Searching for solutions, Naidu’s father advised him to write a letter to noted industrialist Ratan Tata, who famously loves dogs.
So, Naidu wrote a heartfelt, handwritten letter to the industrialist and two months later, there was a reply from the big man himself. He expressed his love for the work Naidu and his friends were doing and wanted to meet him.
“I met Mr Ratan Tata for the first time at the end of 2015. My thoughts were swirling, but he put me at ease. He is a generous and empathetic person, and we connected on our shared love for people and animals. Also, he loves working with young entrepreneurs, so everything just came together,” he says.
Today, the NGO has expanded to 11 cities and three countries (India, Nepal and Malaysia) thanks to the generous funding it received from Ratan Tata. There is a Motopaws chapter in each of the 11 cities, and the volunteers go out collaring dogs every day.
A once-in-a-lifetime opportunity
In 2016, Naidu left for Cornell University to pursue his MBA. He had made this decision before the meeting, and conveyed this information to Tata, adding that he wanted to work for the Tata Trust once he returned.
As soon as he came back to India, Tata gave him a call and said ‘I have a lot of work to be done in my office.

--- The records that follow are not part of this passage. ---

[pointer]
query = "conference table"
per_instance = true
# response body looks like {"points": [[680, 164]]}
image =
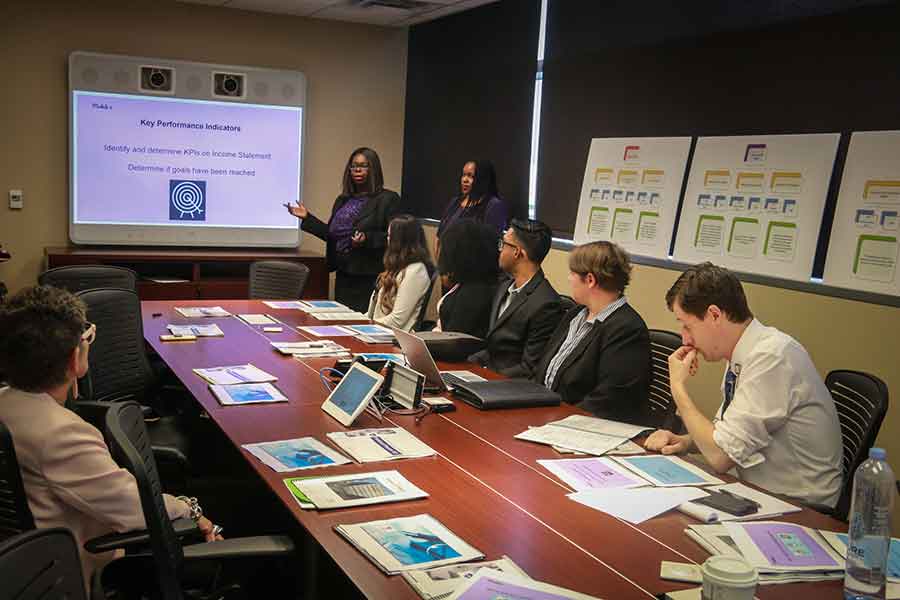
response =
{"points": [[483, 484]]}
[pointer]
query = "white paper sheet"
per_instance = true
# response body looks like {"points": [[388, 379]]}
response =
{"points": [[295, 455], [591, 443], [233, 374], [638, 504]]}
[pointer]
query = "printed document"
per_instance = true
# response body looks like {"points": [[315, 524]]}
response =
{"points": [[489, 585], [235, 374], [636, 505], [382, 443], [293, 455]]}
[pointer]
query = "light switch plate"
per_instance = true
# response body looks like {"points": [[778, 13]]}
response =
{"points": [[16, 199]]}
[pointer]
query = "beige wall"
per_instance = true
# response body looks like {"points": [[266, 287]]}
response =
{"points": [[356, 85], [838, 334]]}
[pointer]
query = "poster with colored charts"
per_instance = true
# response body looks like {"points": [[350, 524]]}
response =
{"points": [[863, 248], [755, 203], [630, 192]]}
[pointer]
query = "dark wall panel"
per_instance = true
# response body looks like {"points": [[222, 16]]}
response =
{"points": [[469, 95], [741, 68]]}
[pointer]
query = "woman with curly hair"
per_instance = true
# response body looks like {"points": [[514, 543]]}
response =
{"points": [[468, 261], [401, 287]]}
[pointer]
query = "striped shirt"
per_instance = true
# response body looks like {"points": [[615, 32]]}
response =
{"points": [[578, 328]]}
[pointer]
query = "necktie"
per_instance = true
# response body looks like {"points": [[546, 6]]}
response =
{"points": [[730, 385]]}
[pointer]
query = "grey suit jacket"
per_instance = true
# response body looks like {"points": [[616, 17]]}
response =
{"points": [[515, 340]]}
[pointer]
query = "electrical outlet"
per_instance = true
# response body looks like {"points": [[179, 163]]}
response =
{"points": [[16, 199]]}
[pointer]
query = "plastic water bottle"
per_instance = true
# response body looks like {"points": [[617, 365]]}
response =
{"points": [[870, 528]]}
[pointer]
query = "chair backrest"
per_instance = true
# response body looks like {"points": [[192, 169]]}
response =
{"points": [[77, 278], [118, 359], [15, 515], [129, 444], [277, 280], [566, 302], [861, 400], [39, 564], [426, 299], [662, 405]]}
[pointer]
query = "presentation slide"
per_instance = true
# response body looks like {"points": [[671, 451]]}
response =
{"points": [[862, 250], [630, 193], [755, 203], [141, 160]]}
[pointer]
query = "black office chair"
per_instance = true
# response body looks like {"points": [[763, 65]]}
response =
{"points": [[120, 370], [662, 405], [77, 278], [130, 446], [420, 319], [862, 402], [15, 515], [277, 280], [42, 563]]}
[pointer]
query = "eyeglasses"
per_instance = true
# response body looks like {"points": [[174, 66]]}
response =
{"points": [[90, 332], [501, 242], [528, 225]]}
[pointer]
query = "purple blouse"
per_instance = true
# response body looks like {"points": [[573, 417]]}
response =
{"points": [[340, 229]]}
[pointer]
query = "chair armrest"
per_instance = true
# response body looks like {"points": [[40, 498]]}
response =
{"points": [[248, 547], [138, 538]]}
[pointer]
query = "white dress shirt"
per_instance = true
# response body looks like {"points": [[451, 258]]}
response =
{"points": [[781, 427], [412, 283]]}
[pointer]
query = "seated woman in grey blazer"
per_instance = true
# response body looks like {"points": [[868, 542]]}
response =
{"points": [[599, 356], [70, 478], [400, 289]]}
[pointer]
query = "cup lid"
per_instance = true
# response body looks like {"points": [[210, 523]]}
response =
{"points": [[730, 569]]}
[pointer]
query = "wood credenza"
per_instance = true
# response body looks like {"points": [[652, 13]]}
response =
{"points": [[188, 273]]}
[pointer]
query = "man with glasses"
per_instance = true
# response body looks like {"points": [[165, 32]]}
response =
{"points": [[777, 423], [526, 308], [70, 478]]}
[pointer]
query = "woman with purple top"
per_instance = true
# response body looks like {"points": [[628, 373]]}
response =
{"points": [[478, 198], [356, 232]]}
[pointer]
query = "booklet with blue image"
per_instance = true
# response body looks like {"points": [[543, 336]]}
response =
{"points": [[247, 393], [295, 455]]}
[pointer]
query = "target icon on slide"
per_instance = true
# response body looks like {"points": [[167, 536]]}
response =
{"points": [[187, 200]]}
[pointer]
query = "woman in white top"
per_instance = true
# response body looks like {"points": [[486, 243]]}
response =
{"points": [[401, 287]]}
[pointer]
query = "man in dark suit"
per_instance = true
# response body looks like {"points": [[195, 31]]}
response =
{"points": [[599, 356], [526, 308]]}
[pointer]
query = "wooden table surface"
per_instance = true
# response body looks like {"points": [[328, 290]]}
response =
{"points": [[483, 485]]}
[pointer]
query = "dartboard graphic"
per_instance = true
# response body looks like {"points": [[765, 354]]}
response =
{"points": [[187, 200]]}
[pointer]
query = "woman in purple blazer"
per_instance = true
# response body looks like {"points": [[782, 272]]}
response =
{"points": [[478, 198]]}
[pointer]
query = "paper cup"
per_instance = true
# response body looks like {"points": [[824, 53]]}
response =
{"points": [[727, 578]]}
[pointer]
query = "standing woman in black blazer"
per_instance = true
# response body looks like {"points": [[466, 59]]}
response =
{"points": [[356, 232], [599, 356]]}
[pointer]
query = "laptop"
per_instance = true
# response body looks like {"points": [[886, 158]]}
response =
{"points": [[419, 358]]}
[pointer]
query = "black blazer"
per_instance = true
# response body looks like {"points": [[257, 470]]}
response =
{"points": [[516, 340], [468, 309], [608, 372], [373, 220]]}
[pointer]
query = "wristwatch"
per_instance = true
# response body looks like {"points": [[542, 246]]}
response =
{"points": [[195, 511]]}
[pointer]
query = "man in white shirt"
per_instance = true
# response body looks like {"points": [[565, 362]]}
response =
{"points": [[777, 424]]}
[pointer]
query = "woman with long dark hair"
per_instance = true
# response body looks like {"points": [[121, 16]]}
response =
{"points": [[478, 198], [401, 287], [356, 231]]}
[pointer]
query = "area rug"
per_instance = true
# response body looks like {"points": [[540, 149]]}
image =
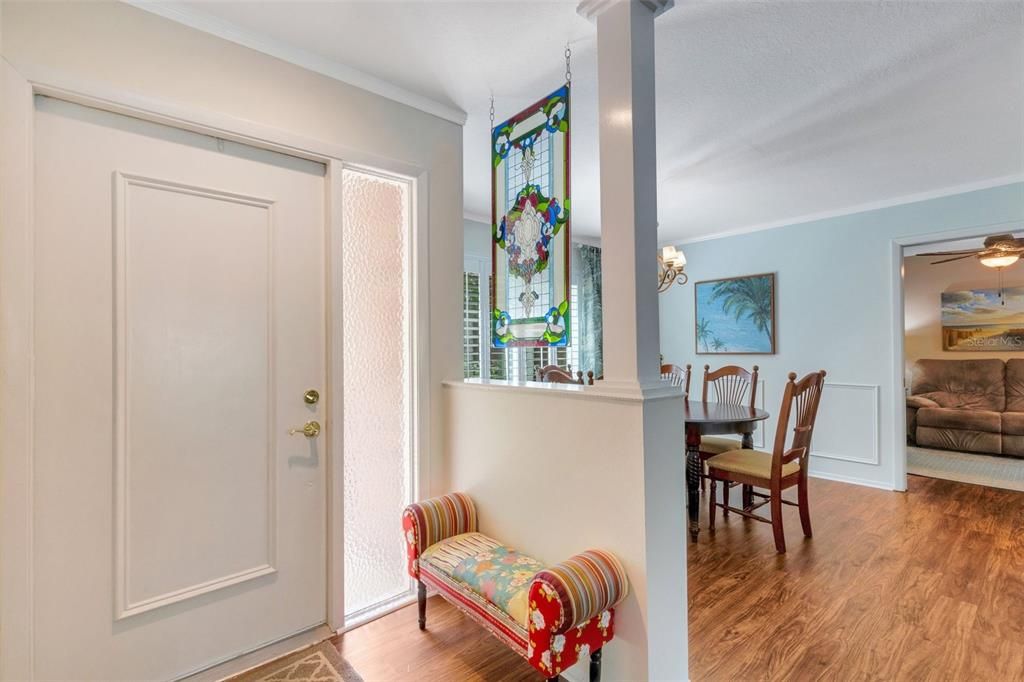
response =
{"points": [[320, 663], [1005, 472]]}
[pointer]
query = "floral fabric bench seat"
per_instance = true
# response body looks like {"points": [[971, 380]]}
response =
{"points": [[553, 616]]}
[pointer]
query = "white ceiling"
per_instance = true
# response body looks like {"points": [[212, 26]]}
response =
{"points": [[768, 112]]}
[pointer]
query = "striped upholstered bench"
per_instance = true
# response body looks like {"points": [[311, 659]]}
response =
{"points": [[553, 616]]}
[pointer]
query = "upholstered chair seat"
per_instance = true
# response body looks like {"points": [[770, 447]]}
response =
{"points": [[718, 445], [750, 463]]}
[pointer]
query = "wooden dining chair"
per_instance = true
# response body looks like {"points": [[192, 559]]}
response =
{"points": [[553, 374], [732, 385], [775, 471], [677, 376]]}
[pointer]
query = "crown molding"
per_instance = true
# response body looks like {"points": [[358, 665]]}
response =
{"points": [[591, 9], [851, 210], [308, 60]]}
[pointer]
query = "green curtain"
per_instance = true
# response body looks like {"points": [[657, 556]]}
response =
{"points": [[587, 273]]}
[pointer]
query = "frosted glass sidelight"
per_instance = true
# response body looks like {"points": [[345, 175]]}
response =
{"points": [[378, 460]]}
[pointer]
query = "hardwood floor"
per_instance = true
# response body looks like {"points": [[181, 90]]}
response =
{"points": [[923, 586], [453, 647]]}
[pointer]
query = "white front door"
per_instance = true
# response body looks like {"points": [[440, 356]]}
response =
{"points": [[178, 322]]}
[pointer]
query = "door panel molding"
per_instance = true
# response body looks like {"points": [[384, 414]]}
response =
{"points": [[125, 603]]}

Would you like to be my assistant?’
“It’s been 18 months since I’ve been working for him, while also running Moto Paws. Last week, we decided to upgrade the design—we won’t use denim anymore. Instead, we will employ super light industrial fluorescent orange, which is completely water-resistant. Even the retro reflectives have been upgraded. On 1 December, we are launching a new model of the collar, which will also have a new buckling mechanism to ensure they aren’t removed easily,” he says.
The way forward
Today, Moto Paws make 1000-1500 dog collars per month but want to raise that figure. “We started this venture for altruistic reasons, and not to make money or profits. We have always given away the collars away for free, and charge the cost price, only if an NGO or an animal welfare group seeks a large order of collars. But this has only happened twice. Nonetheless, there is a growing demand, and given that there are on an average 60,000-1,00,000 lakh dogs per metro city in India, we may have to start selling them,” claims Naidu.
Going beyond collaring, Moto Paws is also collaborating with other animal rescue NGOs who are training volunteers to become rescuers themselves and understand the basics.
What began as a simple act of kindness has now morphed into a movement that is saving the lives of thousands of dogs. How wonderful is it that?